— Верно сказано, — перебил меня собеседник, высокий и стройный старик. — Хотя…
Мы случайно встретились в этот вечерний час на берегу, долго молчали, поначалу ощущая взаимную неприязнь — человеку у моря иногда очень важно побыть одному. Потом незаметно разговорились.
— Вот именно — память клеток. Она живет помимо нашей воли, и ее, конечно, можно и подавить и заглушить, но можно и усилить — ведь есть в ней и нечто замечательное, я бы даже сказал — возвышенное, и в то же время словно бы растворяющее человека в чем-то огромном — в природе, что ли, в бытии… — Старик долго смотрел на ровное, матовое в свете звезд стекло воды и добавил: — А вы, видно, здешний — «г» у вас мягкое, южное, но и пошатались, видно, по белу свету всласть: говорок у вас — как бы это половчее выразиться? — разномастный.

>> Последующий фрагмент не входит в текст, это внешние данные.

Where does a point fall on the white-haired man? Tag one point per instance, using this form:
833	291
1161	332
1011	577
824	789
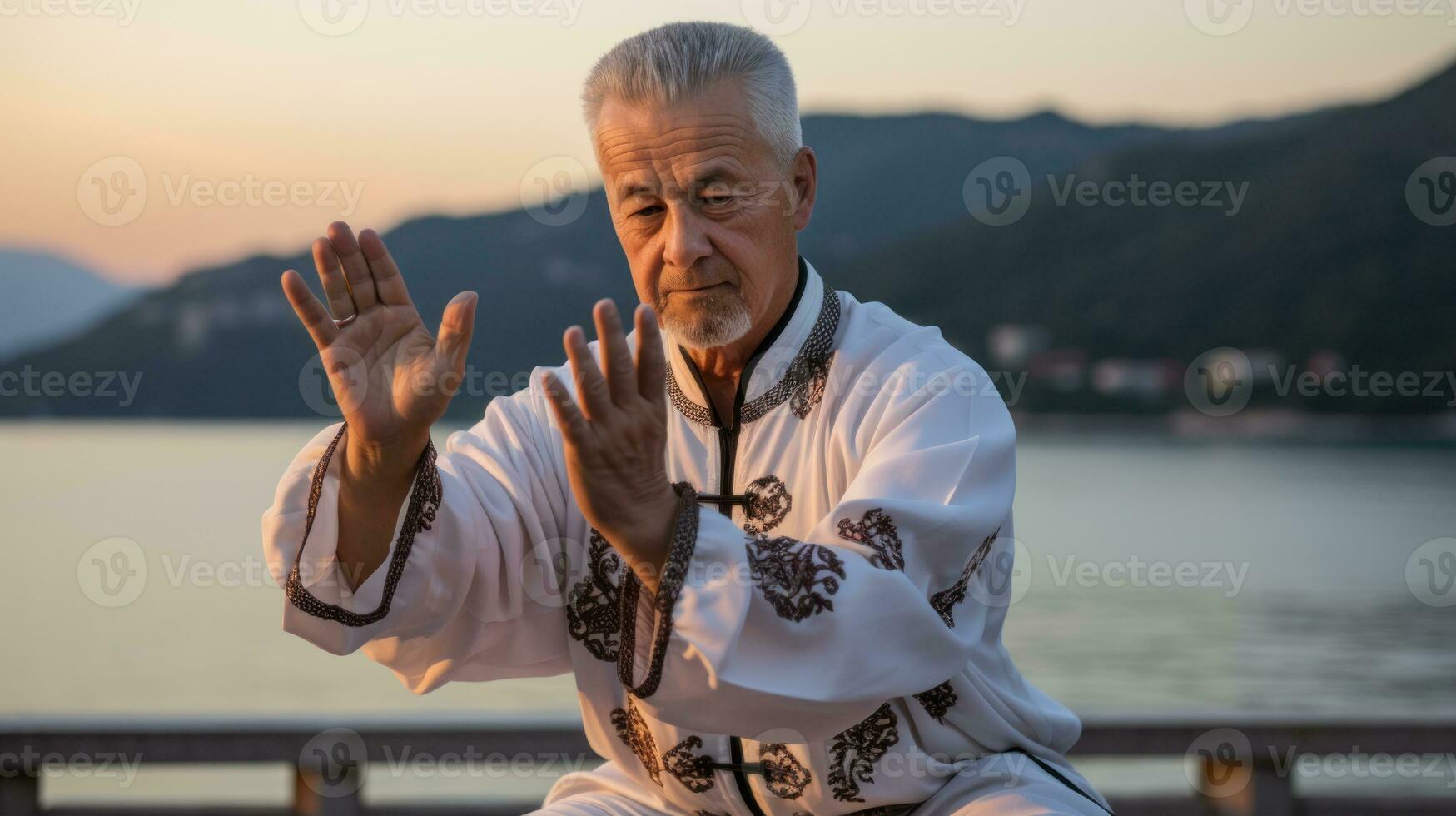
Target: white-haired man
775	515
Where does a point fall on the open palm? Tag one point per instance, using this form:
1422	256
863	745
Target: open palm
390	376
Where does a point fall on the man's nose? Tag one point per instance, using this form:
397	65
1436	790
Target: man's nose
686	241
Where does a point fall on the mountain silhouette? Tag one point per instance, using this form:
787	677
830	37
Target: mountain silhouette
1324	254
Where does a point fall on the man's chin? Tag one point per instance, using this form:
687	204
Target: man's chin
707	328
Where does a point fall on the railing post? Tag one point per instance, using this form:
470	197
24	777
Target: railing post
19	793
326	792
1245	787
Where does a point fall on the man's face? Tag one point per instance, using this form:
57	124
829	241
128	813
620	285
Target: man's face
705	213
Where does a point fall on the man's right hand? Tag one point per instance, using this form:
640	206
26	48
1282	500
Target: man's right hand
392	379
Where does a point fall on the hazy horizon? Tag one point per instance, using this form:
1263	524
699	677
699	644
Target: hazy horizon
400	107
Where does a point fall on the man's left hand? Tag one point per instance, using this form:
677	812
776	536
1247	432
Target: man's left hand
616	437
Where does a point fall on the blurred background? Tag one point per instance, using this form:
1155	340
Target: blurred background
1205	248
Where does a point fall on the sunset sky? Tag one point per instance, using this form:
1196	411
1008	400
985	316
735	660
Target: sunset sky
447	105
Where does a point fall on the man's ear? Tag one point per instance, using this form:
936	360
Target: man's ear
804	177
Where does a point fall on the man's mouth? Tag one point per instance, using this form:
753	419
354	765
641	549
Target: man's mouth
698	289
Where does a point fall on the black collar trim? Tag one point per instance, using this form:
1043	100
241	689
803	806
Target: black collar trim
812	359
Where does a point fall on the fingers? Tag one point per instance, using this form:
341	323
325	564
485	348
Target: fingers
330	274
573	425
591	390
355	268
311	312
614	355
651	359
388	281
456	326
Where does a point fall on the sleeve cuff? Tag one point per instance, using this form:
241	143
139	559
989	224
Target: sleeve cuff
651	647
420	515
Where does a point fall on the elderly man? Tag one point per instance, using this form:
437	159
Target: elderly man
772	507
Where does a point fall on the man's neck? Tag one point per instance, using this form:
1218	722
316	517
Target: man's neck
723	365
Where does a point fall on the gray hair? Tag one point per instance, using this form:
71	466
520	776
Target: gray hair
680	60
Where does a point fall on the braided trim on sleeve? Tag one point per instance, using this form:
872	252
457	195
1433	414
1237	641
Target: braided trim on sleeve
424	501
674	573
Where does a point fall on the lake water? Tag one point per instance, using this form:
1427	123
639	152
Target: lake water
1296	555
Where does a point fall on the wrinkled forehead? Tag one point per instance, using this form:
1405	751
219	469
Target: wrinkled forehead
678	146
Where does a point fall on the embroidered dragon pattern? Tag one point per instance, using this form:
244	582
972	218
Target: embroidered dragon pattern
632	730
791	575
876	530
591	606
945	600
857	749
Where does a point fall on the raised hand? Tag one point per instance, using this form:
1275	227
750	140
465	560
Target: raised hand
616	437
390	376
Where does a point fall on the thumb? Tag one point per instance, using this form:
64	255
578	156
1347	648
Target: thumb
456	326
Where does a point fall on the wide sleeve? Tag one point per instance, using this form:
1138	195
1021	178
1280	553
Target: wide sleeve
884	598
464	592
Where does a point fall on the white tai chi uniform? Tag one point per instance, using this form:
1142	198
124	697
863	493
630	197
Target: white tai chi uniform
826	637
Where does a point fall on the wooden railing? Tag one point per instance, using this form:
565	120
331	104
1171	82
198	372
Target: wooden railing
1245	767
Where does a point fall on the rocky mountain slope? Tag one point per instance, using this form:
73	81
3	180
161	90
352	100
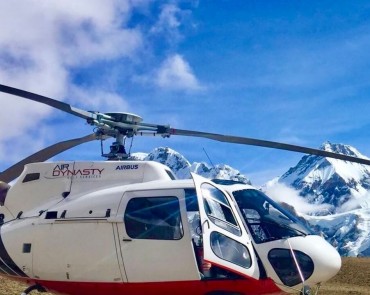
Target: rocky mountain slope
344	188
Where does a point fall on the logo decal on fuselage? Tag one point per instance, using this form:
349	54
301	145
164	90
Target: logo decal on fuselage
128	167
64	170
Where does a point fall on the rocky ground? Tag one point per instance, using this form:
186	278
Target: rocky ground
353	279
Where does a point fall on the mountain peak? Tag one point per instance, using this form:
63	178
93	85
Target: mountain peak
341	149
327	180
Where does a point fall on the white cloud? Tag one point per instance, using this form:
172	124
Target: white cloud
98	100
282	193
175	73
41	42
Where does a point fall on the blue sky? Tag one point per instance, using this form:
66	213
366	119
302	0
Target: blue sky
290	71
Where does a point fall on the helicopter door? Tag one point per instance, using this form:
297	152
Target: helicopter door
225	242
154	237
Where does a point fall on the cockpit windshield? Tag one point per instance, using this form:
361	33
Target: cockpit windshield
266	220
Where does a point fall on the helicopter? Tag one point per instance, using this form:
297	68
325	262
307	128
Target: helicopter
124	226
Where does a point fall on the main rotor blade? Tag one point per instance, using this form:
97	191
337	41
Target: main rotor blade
65	107
268	144
14	171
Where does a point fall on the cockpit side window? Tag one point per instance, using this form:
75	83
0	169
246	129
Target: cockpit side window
218	209
266	220
156	218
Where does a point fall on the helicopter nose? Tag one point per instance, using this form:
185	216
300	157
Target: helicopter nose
326	259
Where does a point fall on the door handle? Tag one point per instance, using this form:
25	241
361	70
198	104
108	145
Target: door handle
205	221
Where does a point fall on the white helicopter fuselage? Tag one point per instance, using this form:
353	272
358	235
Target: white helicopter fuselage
131	227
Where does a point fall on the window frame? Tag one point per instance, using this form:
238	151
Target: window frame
130	219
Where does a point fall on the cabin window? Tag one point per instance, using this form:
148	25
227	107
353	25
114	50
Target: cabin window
283	263
155	218
230	250
218	209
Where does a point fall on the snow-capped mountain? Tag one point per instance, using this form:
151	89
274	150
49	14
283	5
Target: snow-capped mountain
344	188
333	196
182	167
329	181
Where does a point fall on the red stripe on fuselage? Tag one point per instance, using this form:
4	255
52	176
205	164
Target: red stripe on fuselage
242	287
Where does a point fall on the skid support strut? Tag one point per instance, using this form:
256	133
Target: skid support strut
32	288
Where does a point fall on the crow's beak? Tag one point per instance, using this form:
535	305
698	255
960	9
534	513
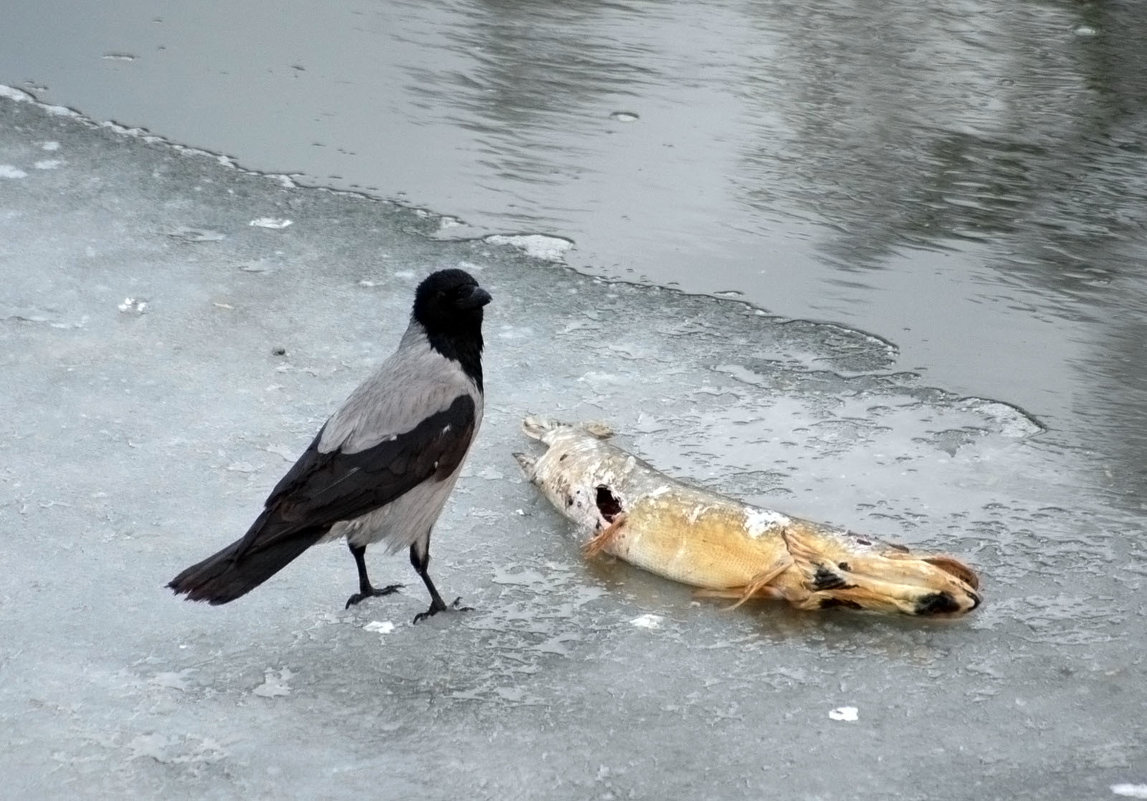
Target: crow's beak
478	297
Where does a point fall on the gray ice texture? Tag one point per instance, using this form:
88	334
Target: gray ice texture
165	359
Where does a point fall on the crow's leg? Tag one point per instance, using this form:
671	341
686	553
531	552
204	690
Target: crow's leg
365	588
420	558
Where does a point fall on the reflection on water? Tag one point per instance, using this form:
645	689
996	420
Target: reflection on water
965	178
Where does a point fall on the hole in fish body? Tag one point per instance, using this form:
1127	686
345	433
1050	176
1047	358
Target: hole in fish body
608	504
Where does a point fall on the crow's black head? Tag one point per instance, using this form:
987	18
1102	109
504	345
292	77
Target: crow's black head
450	302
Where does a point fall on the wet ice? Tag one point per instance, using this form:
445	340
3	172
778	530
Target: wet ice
133	444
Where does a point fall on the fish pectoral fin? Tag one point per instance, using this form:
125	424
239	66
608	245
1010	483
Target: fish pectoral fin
957	568
601	541
758	586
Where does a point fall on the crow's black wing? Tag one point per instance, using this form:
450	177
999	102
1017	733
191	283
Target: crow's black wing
321	489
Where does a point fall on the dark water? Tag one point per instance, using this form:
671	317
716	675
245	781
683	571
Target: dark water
964	179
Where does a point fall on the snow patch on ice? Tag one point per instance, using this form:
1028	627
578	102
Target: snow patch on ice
13	93
538	246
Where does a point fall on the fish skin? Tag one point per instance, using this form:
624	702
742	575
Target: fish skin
726	547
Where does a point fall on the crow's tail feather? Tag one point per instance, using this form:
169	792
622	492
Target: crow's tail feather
239	568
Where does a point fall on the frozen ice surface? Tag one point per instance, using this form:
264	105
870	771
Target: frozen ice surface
849	714
133	444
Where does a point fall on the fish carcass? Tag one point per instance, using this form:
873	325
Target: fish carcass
727	547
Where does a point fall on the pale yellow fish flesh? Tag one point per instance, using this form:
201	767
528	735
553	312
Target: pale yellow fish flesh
727	547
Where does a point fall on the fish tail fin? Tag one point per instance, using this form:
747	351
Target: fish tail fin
241	567
892	582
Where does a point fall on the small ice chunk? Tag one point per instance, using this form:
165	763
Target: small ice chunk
647	621
538	246
271	223
274	685
843	714
287	453
133	305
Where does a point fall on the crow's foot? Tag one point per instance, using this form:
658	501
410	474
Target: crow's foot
371	592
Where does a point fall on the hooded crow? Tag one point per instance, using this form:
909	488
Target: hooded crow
382	466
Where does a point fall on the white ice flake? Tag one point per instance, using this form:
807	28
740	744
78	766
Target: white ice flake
647	621
271	223
133	305
843	714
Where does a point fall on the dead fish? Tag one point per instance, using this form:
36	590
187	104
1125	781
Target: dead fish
725	546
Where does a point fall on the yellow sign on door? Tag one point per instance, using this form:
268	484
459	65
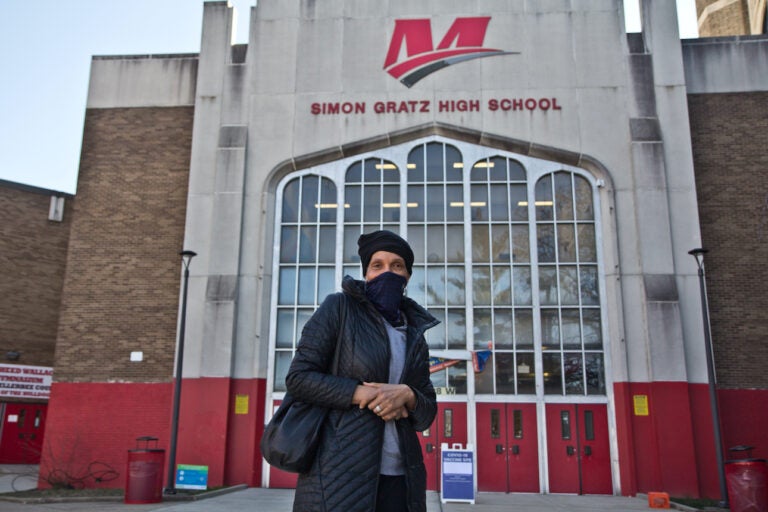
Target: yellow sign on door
241	404
641	405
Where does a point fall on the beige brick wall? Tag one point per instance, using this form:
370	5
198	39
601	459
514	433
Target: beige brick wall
33	252
121	288
718	18
730	137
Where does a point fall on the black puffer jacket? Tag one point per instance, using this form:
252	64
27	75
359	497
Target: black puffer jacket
345	472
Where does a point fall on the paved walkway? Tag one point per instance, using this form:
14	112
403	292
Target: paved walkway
280	500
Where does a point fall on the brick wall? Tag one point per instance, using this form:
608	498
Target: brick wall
121	288
730	137
33	253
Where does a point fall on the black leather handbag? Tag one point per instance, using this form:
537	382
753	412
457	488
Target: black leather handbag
291	437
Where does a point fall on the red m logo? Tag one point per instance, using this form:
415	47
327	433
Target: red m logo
467	33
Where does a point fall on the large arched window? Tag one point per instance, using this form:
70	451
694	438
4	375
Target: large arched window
507	258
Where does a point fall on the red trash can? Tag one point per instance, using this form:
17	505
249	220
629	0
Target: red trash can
144	477
747	481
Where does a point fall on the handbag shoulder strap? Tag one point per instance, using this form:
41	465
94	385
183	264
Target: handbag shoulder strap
340	334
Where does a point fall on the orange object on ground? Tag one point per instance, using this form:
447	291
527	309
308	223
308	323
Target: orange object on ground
658	500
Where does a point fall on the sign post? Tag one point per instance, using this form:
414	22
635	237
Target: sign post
458	473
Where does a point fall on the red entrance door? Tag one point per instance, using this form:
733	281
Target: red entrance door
507	448
578	449
23	427
450	426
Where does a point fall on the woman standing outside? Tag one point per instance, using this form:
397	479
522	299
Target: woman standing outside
369	458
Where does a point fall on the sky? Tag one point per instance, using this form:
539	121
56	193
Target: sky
45	54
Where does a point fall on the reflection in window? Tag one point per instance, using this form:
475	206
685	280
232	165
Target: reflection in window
306	261
517	419
568	286
506	260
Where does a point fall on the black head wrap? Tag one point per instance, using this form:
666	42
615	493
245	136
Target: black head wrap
370	243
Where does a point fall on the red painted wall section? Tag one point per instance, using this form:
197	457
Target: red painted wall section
91	427
624	428
709	482
203	418
744	414
246	424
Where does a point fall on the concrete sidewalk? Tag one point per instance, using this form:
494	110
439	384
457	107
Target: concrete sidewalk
257	499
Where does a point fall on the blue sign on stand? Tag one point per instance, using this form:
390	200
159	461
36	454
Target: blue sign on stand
191	477
458	473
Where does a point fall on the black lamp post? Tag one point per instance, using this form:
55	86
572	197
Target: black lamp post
186	257
699	255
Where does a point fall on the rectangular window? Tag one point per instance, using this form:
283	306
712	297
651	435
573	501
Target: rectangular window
565	424
517	417
495	424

— Говорок и у вас разномастный.
— Я здесь родился. — Старик усмехнулся. — А потом сбежал. — Он подумал и утвердил: — Именно сбежал, а теперь… обратно бегаю.
На западе, за черным и безмолвным Таганрогским заливом, дрожало светлое марево городских огней. Неожиданно и небо над дальним городом, и черная духовитая гладь моря вспыхнули багровыми и алыми отсветами, стало тревожно и неуютно. То, чем мы жили на пахнущем тлением и рыбой глинистом берегу, стало исчезать.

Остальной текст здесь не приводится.